Tomato hornworms are entirely green in appearance. But sometimes, these green caterpillars will show white spikes protruding from their bodies. If you are a gardener, and if you ever spot a hornworm sporting these white spikes, then you should not kill them, but instead let them die on their own. These white protrusions are actually parasites. To be more clear, these parasites are braconid wasp larvae. The wasp adults will plant their eggs within the bodies of these hornworms. The resulting larvae will then slowly feed on the innards of the caterpillar. These infected hornworms, if spotted, should be left alone so that gardeners can take advantage to the benefits of the parasite. Once the hornworms become adults, they will not only destroy the infected hornworm, but they will fly around a garden destroying every other hornworm in sight. The wasps begin this killing spree immediately upon leaving their cocoons.

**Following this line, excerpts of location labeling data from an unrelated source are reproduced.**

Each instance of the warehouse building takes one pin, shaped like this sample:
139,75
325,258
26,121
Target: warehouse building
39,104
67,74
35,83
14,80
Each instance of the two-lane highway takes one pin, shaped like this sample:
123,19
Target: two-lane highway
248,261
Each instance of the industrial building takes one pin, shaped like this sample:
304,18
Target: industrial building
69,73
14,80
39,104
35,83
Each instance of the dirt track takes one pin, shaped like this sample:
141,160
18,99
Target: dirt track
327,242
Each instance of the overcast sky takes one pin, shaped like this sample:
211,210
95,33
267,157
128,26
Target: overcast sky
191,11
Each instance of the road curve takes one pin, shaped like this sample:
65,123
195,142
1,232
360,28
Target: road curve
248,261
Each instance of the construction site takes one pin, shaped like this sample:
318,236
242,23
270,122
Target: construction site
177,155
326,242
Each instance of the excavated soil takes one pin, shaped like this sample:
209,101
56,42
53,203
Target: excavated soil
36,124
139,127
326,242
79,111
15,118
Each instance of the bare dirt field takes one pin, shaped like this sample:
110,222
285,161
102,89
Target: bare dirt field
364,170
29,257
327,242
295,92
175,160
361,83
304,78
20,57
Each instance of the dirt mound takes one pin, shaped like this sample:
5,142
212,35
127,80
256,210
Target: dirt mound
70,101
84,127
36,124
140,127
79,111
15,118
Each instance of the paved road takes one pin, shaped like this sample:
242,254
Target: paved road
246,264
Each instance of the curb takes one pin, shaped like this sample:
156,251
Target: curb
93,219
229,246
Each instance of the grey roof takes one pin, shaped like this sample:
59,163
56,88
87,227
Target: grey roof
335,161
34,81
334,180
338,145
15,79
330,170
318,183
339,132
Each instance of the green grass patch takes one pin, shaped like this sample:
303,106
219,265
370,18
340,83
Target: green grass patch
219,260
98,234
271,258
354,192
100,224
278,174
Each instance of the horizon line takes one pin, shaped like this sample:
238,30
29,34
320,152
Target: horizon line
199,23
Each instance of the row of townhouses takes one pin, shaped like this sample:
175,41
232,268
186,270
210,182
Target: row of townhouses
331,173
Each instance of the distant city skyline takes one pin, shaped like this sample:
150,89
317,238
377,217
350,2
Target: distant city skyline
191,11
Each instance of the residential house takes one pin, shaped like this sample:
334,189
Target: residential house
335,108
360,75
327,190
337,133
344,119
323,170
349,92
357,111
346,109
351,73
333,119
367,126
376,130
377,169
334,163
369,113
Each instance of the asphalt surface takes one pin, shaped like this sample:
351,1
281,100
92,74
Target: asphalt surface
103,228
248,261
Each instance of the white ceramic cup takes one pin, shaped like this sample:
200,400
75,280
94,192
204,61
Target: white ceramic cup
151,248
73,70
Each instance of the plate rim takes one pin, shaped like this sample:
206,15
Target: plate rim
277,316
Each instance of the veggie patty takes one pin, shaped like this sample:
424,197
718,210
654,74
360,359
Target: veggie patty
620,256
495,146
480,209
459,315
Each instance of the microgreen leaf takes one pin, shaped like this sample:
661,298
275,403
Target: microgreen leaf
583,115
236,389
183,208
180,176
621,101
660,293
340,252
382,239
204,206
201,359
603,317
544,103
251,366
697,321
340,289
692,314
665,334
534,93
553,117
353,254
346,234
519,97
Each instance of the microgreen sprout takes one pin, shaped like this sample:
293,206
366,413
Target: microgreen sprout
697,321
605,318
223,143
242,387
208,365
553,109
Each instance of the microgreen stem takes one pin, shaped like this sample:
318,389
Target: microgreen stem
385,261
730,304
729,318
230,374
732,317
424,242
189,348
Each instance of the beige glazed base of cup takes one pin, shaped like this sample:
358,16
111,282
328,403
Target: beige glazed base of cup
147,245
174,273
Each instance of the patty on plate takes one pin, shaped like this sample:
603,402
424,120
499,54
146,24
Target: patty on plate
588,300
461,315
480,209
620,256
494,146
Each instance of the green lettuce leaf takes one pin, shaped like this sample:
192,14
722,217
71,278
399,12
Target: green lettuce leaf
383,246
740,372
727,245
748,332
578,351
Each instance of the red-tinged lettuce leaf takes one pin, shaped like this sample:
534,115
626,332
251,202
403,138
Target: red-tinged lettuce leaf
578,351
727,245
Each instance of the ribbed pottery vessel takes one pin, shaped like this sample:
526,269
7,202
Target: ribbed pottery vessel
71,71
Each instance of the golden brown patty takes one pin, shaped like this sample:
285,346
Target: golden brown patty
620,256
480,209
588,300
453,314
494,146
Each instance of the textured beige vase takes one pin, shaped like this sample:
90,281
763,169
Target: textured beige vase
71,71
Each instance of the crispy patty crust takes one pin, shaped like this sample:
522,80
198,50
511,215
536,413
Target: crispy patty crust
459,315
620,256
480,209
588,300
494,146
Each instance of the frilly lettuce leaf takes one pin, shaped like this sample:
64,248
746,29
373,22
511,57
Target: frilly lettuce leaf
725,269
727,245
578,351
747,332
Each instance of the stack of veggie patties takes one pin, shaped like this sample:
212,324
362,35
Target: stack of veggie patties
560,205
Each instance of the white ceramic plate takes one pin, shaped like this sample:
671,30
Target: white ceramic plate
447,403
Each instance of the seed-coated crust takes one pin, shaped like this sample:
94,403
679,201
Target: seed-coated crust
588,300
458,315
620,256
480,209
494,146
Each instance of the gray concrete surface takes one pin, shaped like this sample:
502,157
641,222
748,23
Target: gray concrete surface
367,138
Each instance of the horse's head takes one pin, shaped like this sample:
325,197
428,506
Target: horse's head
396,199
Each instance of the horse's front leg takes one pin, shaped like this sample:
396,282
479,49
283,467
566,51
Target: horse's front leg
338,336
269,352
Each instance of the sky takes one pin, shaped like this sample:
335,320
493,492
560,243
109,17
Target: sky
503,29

If you want to attract these pest-killing wasps to your garden to prevent hornworm damage, then plant things such as parsley dill, yarrow, and mustard. In addition to that provide a source of water nearby, such as a birdbath. These wasps enjoy feeding on the nectar of the above named plants, but not quite as much as feeding on hornworms. And don’t forget that the wasps need to be provided with a water source too.
Do you know of any other beneficial plant insects that pupate within the body of a insect-pest? What type of insect do you have in mind, if any?